The chemical space of odors is vast, yet when odorant molecules interact with a finite set of receptors, the brain projects this information into a more manageable perceptual space. This process involves a significant reduction in dimensionality. Compressed Sensing (CS) is a powerful algorithm that can reconstruct high-dimensional signals from data compressed into lower dimensions, particularly when the signal is sparsely represented. Our analysis of recent Drosophila connectomics data reveals that the Drosophila olfactory system is well-suited for CS. We demonstrate that the neural activity of projection neurons (PNs) can be accurately recovered from the lower-dimensional responses of mushroom body output neurons (MBONs). This reconstruction is supported by electrophysiological recordings across a wide range of odorants.
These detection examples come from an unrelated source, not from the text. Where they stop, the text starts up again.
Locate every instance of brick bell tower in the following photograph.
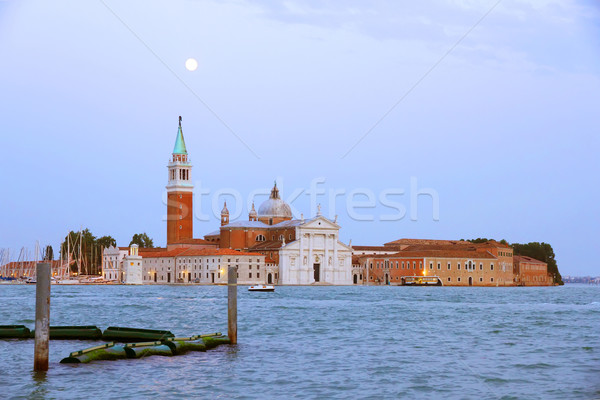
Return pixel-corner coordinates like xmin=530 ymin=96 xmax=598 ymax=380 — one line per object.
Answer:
xmin=167 ymin=116 xmax=194 ymax=245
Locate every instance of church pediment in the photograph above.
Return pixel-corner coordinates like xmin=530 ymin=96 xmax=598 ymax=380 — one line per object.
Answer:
xmin=302 ymin=216 xmax=340 ymax=230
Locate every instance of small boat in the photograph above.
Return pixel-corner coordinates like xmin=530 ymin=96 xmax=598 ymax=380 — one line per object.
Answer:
xmin=248 ymin=285 xmax=275 ymax=292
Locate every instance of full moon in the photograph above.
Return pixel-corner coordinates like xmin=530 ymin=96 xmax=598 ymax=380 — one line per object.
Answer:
xmin=185 ymin=58 xmax=198 ymax=71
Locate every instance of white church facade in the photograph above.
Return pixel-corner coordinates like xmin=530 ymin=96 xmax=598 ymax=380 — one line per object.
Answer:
xmin=279 ymin=215 xmax=352 ymax=285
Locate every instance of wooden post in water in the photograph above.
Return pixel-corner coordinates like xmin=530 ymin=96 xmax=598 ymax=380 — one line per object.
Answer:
xmin=227 ymin=266 xmax=237 ymax=344
xmin=33 ymin=263 xmax=50 ymax=371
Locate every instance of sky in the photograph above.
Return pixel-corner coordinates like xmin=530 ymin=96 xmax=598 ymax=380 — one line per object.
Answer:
xmin=0 ymin=0 xmax=600 ymax=275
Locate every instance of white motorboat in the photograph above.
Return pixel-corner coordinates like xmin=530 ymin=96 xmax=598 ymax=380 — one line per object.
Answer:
xmin=248 ymin=285 xmax=275 ymax=292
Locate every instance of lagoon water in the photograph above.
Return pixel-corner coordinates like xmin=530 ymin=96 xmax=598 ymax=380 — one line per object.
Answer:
xmin=0 ymin=285 xmax=600 ymax=399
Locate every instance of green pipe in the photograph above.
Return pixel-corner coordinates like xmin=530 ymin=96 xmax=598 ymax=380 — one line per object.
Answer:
xmin=124 ymin=341 xmax=174 ymax=358
xmin=102 ymin=326 xmax=175 ymax=342
xmin=60 ymin=342 xmax=127 ymax=364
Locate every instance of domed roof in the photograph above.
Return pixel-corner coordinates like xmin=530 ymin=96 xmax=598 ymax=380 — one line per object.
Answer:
xmin=248 ymin=202 xmax=256 ymax=217
xmin=258 ymin=183 xmax=292 ymax=218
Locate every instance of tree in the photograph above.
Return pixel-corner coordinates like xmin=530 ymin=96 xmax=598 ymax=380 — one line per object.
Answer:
xmin=43 ymin=245 xmax=54 ymax=261
xmin=96 ymin=236 xmax=117 ymax=249
xmin=129 ymin=232 xmax=154 ymax=248
xmin=60 ymin=229 xmax=117 ymax=274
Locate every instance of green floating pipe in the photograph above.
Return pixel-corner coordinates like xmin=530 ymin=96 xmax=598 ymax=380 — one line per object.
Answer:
xmin=202 ymin=335 xmax=231 ymax=350
xmin=164 ymin=332 xmax=222 ymax=355
xmin=60 ymin=342 xmax=127 ymax=364
xmin=124 ymin=341 xmax=175 ymax=358
xmin=31 ymin=325 xmax=102 ymax=340
xmin=0 ymin=325 xmax=31 ymax=339
xmin=60 ymin=332 xmax=230 ymax=364
xmin=102 ymin=326 xmax=175 ymax=342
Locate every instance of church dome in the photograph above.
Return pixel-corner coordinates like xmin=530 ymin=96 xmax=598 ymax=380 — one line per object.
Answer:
xmin=258 ymin=183 xmax=292 ymax=219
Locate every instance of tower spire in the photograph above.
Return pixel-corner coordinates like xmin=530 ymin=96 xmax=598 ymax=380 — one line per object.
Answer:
xmin=173 ymin=115 xmax=187 ymax=154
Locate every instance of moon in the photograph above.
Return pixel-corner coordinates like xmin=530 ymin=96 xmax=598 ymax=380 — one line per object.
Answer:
xmin=185 ymin=58 xmax=198 ymax=71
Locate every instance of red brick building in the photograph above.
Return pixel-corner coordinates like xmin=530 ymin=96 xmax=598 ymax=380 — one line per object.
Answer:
xmin=514 ymin=256 xmax=554 ymax=286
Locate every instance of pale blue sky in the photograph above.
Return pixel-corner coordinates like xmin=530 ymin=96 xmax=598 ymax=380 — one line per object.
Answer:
xmin=0 ymin=0 xmax=600 ymax=275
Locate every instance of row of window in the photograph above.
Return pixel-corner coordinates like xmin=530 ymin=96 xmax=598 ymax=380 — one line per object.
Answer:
xmin=171 ymin=169 xmax=190 ymax=181
xmin=370 ymin=261 xmax=494 ymax=271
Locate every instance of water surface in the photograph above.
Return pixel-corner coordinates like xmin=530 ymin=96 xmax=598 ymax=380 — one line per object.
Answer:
xmin=0 ymin=285 xmax=600 ymax=399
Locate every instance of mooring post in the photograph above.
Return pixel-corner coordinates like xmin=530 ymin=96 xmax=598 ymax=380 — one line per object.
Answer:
xmin=227 ymin=266 xmax=237 ymax=344
xmin=33 ymin=263 xmax=50 ymax=371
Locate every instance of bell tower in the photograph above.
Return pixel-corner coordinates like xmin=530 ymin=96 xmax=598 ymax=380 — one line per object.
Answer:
xmin=167 ymin=116 xmax=194 ymax=244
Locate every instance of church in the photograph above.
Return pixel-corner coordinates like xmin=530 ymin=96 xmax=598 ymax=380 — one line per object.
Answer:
xmin=204 ymin=183 xmax=352 ymax=285
xmin=103 ymin=117 xmax=352 ymax=285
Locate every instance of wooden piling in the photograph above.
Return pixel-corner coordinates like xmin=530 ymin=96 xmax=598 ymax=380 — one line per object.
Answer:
xmin=227 ymin=266 xmax=237 ymax=344
xmin=33 ymin=263 xmax=50 ymax=371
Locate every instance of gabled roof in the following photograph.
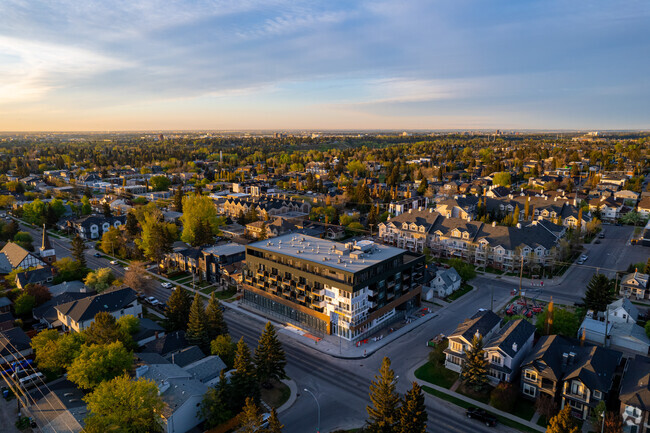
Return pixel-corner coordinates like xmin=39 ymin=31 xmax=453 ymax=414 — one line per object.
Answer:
xmin=485 ymin=319 xmax=535 ymax=357
xmin=619 ymin=355 xmax=650 ymax=411
xmin=55 ymin=287 xmax=137 ymax=322
xmin=449 ymin=310 xmax=501 ymax=341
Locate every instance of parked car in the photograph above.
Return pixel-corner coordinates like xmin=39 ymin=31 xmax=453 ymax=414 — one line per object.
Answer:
xmin=465 ymin=407 xmax=497 ymax=427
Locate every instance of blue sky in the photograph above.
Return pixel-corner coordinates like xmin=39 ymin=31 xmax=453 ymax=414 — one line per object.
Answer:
xmin=0 ymin=0 xmax=650 ymax=131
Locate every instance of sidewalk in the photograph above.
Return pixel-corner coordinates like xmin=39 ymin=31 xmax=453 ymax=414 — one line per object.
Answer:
xmin=407 ymin=367 xmax=546 ymax=433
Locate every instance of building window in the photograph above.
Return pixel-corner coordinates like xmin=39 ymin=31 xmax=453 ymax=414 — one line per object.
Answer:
xmin=523 ymin=383 xmax=537 ymax=397
xmin=524 ymin=370 xmax=537 ymax=382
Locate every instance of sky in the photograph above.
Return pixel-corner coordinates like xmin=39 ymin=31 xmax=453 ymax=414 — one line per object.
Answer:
xmin=0 ymin=0 xmax=650 ymax=131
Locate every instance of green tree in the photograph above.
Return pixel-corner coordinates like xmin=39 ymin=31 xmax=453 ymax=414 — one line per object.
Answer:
xmin=366 ymin=357 xmax=399 ymax=433
xmin=460 ymin=335 xmax=488 ymax=391
xmin=210 ymin=334 xmax=235 ymax=368
xmin=84 ymin=374 xmax=165 ymax=433
xmin=396 ymin=382 xmax=428 ymax=433
xmin=199 ymin=370 xmax=233 ymax=428
xmin=181 ymin=195 xmax=224 ymax=245
xmin=84 ymin=268 xmax=115 ymax=293
xmin=230 ymin=337 xmax=260 ymax=408
xmin=185 ymin=292 xmax=210 ymax=352
xmin=83 ymin=311 xmax=134 ymax=348
xmin=149 ymin=175 xmax=172 ymax=191
xmin=70 ymin=235 xmax=86 ymax=268
xmin=68 ymin=341 xmax=133 ymax=389
xmin=584 ymin=274 xmax=616 ymax=312
xmin=237 ymin=397 xmax=262 ymax=433
xmin=255 ymin=322 xmax=287 ymax=385
xmin=174 ymin=185 xmax=184 ymax=212
xmin=165 ymin=287 xmax=192 ymax=331
xmin=546 ymin=404 xmax=580 ymax=433
xmin=14 ymin=293 xmax=36 ymax=316
xmin=205 ymin=292 xmax=228 ymax=341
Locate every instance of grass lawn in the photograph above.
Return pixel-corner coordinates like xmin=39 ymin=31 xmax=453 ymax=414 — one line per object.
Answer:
xmin=415 ymin=362 xmax=458 ymax=389
xmin=445 ymin=283 xmax=473 ymax=301
xmin=261 ymin=380 xmax=291 ymax=409
xmin=422 ymin=386 xmax=545 ymax=433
By analyzing the residuals between measured and predicted MBON responses, we have visualized the perceptual odor space and examined how different odors can be distinguished from one another. The study highlights the importance of sparse coding in the receptor space for odor identifiability, shedding light on how odor perception varies with concentration. Additionally, when the olfactory system is exposed to multiple odorants simultaneously, the neural activity profile of PNs becomes saturated. This saturation impairs signal recovery, leading to a perceptual state similar to "olfactory white." Our application of CS to Drosophila connectomics data offers new quantitative insights into how odors are represented within the fly brain, deepening our understanding of olfactory processing.
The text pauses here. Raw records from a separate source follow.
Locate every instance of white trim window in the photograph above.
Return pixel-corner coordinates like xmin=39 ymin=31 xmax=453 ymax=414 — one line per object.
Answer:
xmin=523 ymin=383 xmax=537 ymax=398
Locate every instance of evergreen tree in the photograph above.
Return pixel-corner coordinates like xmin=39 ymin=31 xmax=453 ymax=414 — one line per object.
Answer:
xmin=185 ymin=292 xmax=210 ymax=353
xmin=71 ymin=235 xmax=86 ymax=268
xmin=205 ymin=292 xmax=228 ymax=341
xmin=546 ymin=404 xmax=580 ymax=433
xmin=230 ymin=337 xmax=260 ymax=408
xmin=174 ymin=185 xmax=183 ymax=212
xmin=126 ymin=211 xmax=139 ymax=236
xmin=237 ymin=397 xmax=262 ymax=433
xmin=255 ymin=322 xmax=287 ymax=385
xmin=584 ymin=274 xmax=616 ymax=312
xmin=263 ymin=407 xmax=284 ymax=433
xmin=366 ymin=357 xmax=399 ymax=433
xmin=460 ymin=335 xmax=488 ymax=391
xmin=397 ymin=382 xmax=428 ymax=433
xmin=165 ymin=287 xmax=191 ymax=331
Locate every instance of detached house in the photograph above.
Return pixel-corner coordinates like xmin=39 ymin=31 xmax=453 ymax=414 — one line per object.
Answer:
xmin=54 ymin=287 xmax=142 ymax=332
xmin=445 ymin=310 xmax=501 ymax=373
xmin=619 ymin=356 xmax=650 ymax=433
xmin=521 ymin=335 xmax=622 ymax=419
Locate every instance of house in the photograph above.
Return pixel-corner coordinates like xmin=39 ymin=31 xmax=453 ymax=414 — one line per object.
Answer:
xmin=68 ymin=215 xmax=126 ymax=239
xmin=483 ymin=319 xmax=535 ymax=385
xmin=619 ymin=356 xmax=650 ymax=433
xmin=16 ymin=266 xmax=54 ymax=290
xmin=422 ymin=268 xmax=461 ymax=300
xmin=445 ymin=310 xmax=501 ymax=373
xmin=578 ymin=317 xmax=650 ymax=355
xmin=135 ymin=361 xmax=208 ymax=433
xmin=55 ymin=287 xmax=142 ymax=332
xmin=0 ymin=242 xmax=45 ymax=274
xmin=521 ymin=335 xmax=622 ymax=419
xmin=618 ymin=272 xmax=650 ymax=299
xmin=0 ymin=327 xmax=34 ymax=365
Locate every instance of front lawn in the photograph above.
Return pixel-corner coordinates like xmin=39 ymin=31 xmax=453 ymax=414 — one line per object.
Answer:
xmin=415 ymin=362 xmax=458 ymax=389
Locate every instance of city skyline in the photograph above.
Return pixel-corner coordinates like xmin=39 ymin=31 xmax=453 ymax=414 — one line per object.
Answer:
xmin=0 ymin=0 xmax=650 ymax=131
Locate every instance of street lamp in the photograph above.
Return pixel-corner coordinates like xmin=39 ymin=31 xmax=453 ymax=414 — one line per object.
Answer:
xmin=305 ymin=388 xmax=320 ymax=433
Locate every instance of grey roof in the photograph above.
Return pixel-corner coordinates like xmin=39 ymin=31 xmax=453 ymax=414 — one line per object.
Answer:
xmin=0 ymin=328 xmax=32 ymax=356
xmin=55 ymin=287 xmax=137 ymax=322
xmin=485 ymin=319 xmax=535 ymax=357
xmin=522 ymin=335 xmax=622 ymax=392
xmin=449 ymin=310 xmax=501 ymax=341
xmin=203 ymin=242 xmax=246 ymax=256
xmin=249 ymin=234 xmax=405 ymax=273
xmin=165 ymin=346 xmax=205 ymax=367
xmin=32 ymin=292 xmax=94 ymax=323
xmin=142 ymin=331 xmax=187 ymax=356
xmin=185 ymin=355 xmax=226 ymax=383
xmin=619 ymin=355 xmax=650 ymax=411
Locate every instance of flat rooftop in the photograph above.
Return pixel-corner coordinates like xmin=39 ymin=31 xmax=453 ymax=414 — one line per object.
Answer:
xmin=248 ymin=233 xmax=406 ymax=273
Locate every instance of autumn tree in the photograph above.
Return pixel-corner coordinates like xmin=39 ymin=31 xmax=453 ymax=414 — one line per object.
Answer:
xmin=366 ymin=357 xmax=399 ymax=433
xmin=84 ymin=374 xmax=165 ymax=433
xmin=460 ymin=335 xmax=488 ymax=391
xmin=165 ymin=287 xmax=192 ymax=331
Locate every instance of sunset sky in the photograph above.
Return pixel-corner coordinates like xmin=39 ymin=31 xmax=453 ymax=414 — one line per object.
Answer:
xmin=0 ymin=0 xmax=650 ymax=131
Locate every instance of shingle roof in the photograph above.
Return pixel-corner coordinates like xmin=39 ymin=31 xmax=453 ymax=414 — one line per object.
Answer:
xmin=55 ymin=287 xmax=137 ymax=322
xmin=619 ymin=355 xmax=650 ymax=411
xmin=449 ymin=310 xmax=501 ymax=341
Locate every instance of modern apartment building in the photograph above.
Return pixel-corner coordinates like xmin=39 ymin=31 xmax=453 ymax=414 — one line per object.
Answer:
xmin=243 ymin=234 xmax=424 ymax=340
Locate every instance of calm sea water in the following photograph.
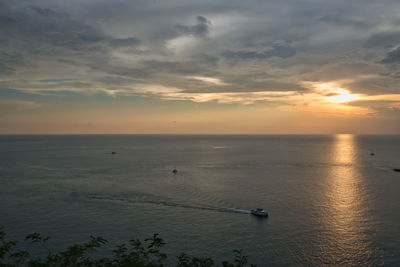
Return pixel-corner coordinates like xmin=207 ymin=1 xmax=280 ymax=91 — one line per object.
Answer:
xmin=0 ymin=135 xmax=400 ymax=266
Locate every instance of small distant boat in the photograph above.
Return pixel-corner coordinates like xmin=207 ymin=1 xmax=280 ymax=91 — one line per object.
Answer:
xmin=250 ymin=208 xmax=268 ymax=217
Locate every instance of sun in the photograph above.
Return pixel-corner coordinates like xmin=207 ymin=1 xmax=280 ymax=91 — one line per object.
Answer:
xmin=328 ymin=89 xmax=358 ymax=103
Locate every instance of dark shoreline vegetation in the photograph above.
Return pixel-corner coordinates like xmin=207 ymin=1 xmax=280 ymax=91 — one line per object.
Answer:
xmin=0 ymin=228 xmax=256 ymax=267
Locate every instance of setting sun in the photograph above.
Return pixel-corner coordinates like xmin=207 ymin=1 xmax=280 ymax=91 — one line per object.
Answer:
xmin=328 ymin=89 xmax=358 ymax=103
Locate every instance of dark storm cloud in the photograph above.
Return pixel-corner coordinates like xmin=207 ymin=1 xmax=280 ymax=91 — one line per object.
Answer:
xmin=0 ymin=0 xmax=400 ymax=102
xmin=222 ymin=45 xmax=296 ymax=59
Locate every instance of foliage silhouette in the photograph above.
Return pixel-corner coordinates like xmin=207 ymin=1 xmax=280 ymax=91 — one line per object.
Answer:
xmin=0 ymin=228 xmax=255 ymax=267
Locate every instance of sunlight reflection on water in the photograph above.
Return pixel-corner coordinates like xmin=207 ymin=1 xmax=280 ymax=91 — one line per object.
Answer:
xmin=321 ymin=134 xmax=373 ymax=265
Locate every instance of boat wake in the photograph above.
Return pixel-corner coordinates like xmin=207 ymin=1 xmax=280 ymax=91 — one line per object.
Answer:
xmin=90 ymin=195 xmax=251 ymax=217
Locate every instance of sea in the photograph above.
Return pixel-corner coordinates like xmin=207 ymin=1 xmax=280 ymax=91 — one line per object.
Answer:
xmin=0 ymin=134 xmax=400 ymax=266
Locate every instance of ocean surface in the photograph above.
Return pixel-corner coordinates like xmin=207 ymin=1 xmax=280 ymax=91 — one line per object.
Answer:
xmin=0 ymin=135 xmax=400 ymax=266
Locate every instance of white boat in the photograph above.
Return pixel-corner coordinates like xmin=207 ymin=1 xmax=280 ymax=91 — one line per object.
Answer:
xmin=251 ymin=208 xmax=268 ymax=217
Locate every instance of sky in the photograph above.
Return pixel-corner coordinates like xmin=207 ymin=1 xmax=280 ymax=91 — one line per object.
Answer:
xmin=0 ymin=0 xmax=400 ymax=134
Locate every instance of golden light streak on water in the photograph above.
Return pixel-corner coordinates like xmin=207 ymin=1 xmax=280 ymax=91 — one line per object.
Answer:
xmin=322 ymin=134 xmax=372 ymax=265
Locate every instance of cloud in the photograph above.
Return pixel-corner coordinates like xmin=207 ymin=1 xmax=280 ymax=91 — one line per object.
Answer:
xmin=222 ymin=45 xmax=296 ymax=59
xmin=176 ymin=16 xmax=211 ymax=38
xmin=0 ymin=100 xmax=42 ymax=114
xmin=382 ymin=47 xmax=400 ymax=64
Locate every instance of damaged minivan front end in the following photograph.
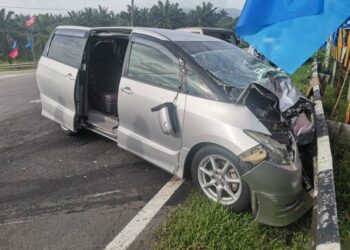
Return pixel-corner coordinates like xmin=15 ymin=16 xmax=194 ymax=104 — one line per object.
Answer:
xmin=179 ymin=41 xmax=315 ymax=226
xmin=237 ymin=72 xmax=315 ymax=226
Origin of heterogeneous and slow dynamics in biomolecular systems

Single molecule time trajectories of biomolecules provide glimpses into complex folding landscapes that are difficult to visualize using conventional ensemble measurements. Recent experiments using single molecule measurements and theoretical analyses have highlighted dynamic disorder in certain classes of biomolecules, whose dynamic pattern of conformational transitions is affected by slower transitions between hidden internal states. In recent years, we have not only articulated the existence of dynamical heterogeneity in Holliday junction dynamics (Nature Chem. (2012)) and in kinesin function (Traffic (2017)), but also developed theories to extract the extent of heterogeneity using a single molecule force spectroscopy (Phys. Rev. Lett. (2014), PNAS (2017)). The issues of properly analyzing dynamical heterogeneity in the dynamics of biomolecules and deciphering microscopic underpinnings of the heterogeneity are one of the main research themes of the group.  

 
Allostery in biomolecules

Allostery refers to a long-range communication between two remote sites in biomolceuls. Key question concerning allostery would be: For a given conformational ensemble of a protein, which are the key residue for allostery? What are the allosteric signaling pathways? Investigating a variety of structural ensemble of protein with and without cognate ligand we aim to decipher the physical basis of allostery.